For Thy, 49, who arrived in August and asked to withhold his last name due to ongoing legal proceedings, coming back to Cambodia has been devastating and confusing. He said he had worked in a labor camp under the Khmer Rouge regime before fleeing with his family to the U.S. when he was about 10. In the U.S., he was receiving mental health treatment for post-traumatic stress disorder. But in Cambodia, he said he hasn’t had access to the medication or the counseling he needs.
Sophea Phea, who was deported from the U.S. in 2011 after serving prison time for credit card fraud, previously told NBC News that she had turned to alcohol to cope with being isolated from her friends and family, including her son, who was 8 when she left the U.S.
“It was hard the first few years because I was away from family,” she told NBC News in April. “I was stressed out, trying to find myself and what I can do in Cambodia to live comfortably and integrate comfortably because the jobs here, the salary is very low. I drank a lot of alcohol just to cope with all the emotions, so I kind of just numbed myself by that.”
After Phea connected with others in her situation, they founded 1Love Cambodia, a branch of the 1Love Movement group that is advocating for an end to the deportations.
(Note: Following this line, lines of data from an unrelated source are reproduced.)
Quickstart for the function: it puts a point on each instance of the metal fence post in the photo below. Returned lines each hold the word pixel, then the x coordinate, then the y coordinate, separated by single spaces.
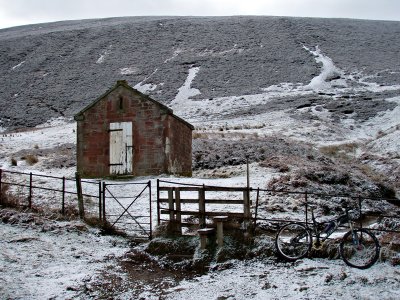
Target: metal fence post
pixel 80 195
pixel 151 215
pixel 158 203
pixel 100 209
pixel 202 207
pixel 30 190
pixel 306 200
pixel 63 196
pixel 104 203
pixel 1 191
pixel 359 207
As of last year, she also worked as a teacher in Phnom Penh.
Kum said he has been laughed at by locals for his basic proficiency in Khmer, was once almost extorted by police who could tell he came from the U.S. and is still afraid to walk around the city, where traffic is erratic and there aren’t any sidewalks.
But the heaviest struggle, returnees agree, is being thousands of miles away from their families in the U.S.
“It’s depressing and it’s just killing me, why I’m here being useless while I could be helping my family so they don’t have to struggle,” Kum said.
As of last October, there were 1,856 Cambodian nationals in the U.S. with final orders of removal, which means they’re slated for deportation. About 1,300 of them had criminal convictions, according to ICE spokesman Brendan Raedy.
Herod said the Khmer Vulnerability Aid Organization is expecting to welcome 200 new returnees this year, based on guidance from U.S. officials. To prepare for the surge, the organization has rented a new transitional housing facility that can accommodate 50 people. In the past, the group has typically welcomed fewer than 10 people at a time. Last year, it received its largest group of 43 returnees in April.
In the U.S., advocacy groups are continuing to protest the deportation of Cambodian nationals, many of whom arrived after fleeing war in Southeast Asia in the 1970s. Last month, dozens of organizations participated in events held across 15 cities to raise awareness about how mass incarceration in the U.S. has led to the deportation of Southeast Asian Americans.
“For me, this whole thing is very inhumane,” Borey “PJ” Ai, 37, a Cambodian national at risk of deportation, said.
When Ai was 14, he shot and killed a convenience store worker during a robbery — the shooting was an accident, according to his lawyers. He was prosecuted as an adult, convicted of second-degree murder and sentenced to 25 years to life in prison, the San Francisco Chronicle reported. While behind bars, he began organizing counseling programs and got a college degree. After his release, he became a state-certified drug and alcohol counselor.
If he were sent to Cambodia, Ai worries he wouldn’t be able to blend in because he doesn’t speak, read or write Khmer. He also wouldn’t have family to turn to.
Ai applied for a pardon that was blocked last year by the California Supreme Court.
“I feel like ICE isn’t being fair,” he said. “We’re all human beings. We matter.”